Приподняв голову, больной поторопил:
– Ну, сказывай же, Ванька, сказывай, чего годишь.
– Нашел я Прошку Лопату, отца того Михайлы, коего за разбой на Волоцкой дороге поймали. Пришел к нему и сказываю: спасет, мол, князь Черкасский, хозяин мой, сына твово, коли подсыпешь Дмитрию Тимофеичу вот эту травку сушеную. И даю ему обычную ромашку, в пудру молотую. Прошка мялся попервоначалу, но потом сладили. А как ты выпил то вино-то да притворился опоенным, так страшно и помыслить, что с ним учинилось.
– Не видал его, – улыбнулся князь. – Но всполох знатный получился. Ох, как Мстиславский-то испужался, и вспомнить смешно.
– А как ты сведал, что он стольника-то принудит из твоей чаши хлебнуть? – поинтересовался Иван, преданно глядя на хозяина.
– Что ж ему еще-то делать было? Вестимо, кого-нить виноватым учинить. И я б так же поступил. Потому, как только я будто б занемог, так в суматохе и подкинул в чарку тот корень ядовитый, дабы все ведали, что я отравы-то хлебнул. Ну да бог с ним, дальше сказывай.

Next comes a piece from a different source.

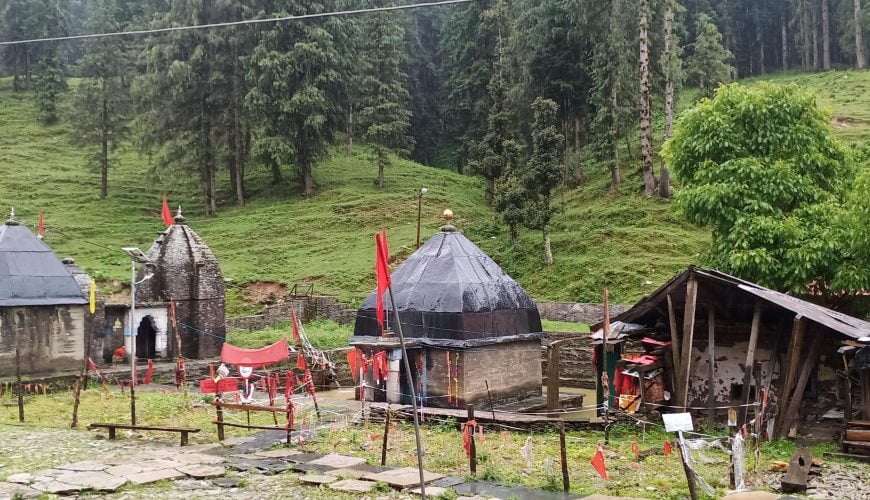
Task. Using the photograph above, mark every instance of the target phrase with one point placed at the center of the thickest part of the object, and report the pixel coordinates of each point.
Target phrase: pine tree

– Как ты, батюшка, велел мне к священнику в домовой церкви Мстиславского ступать, так я и пошел. Сказываю, вроде как сон видел, что придет к нему человек исповедаться, и, мол, глас мне был, должон-де он хозяину свому, Федор Иванычу, эту исповедь открыть. Да токмо церковник тот ох ушлый оказался, сразу распознал, что я его провести пытаюсь. Пришлось ему сукном заплатить. Но зато он все сделал, как надобно, и боярину Мстиславскому доложил, что от Прошки услышал.

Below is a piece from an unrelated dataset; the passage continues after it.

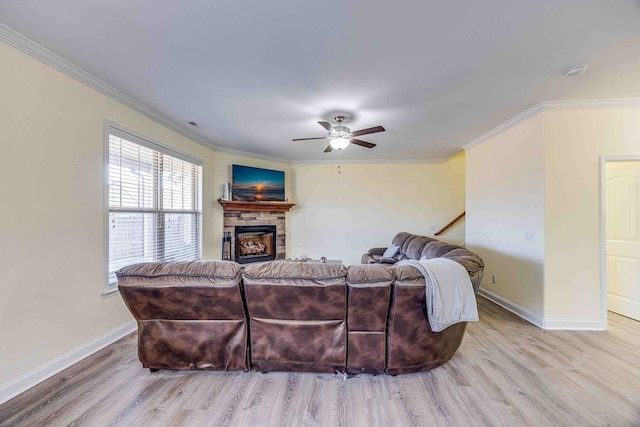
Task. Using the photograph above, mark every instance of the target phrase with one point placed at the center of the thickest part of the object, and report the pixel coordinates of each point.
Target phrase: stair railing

– И этот дурак таки пошел к священнику?
– Пошел, батюшка, как не пойти. Все, как ты сказывал. Ты Мишку-то приказал замучить на дыбе до смерти, а отец его как о том сведал, так напрямки в домовую церковь и побежал. Я издали поглядывал, как его корежило. Из Земского приказа вышел весь белый – и тотчас же на исповедь, даже в избу не завернул.
– И как теперича?
– Дык все по-твоему вышло, батюшка Дмитрий Тимофеич. Боярин Мстиславский-то всем раззвонил, ровно колокол, про вину князя Черкасского. Ну, а Прохора в кандалы да на дыбу. И как только ты все наперед-то так угадал?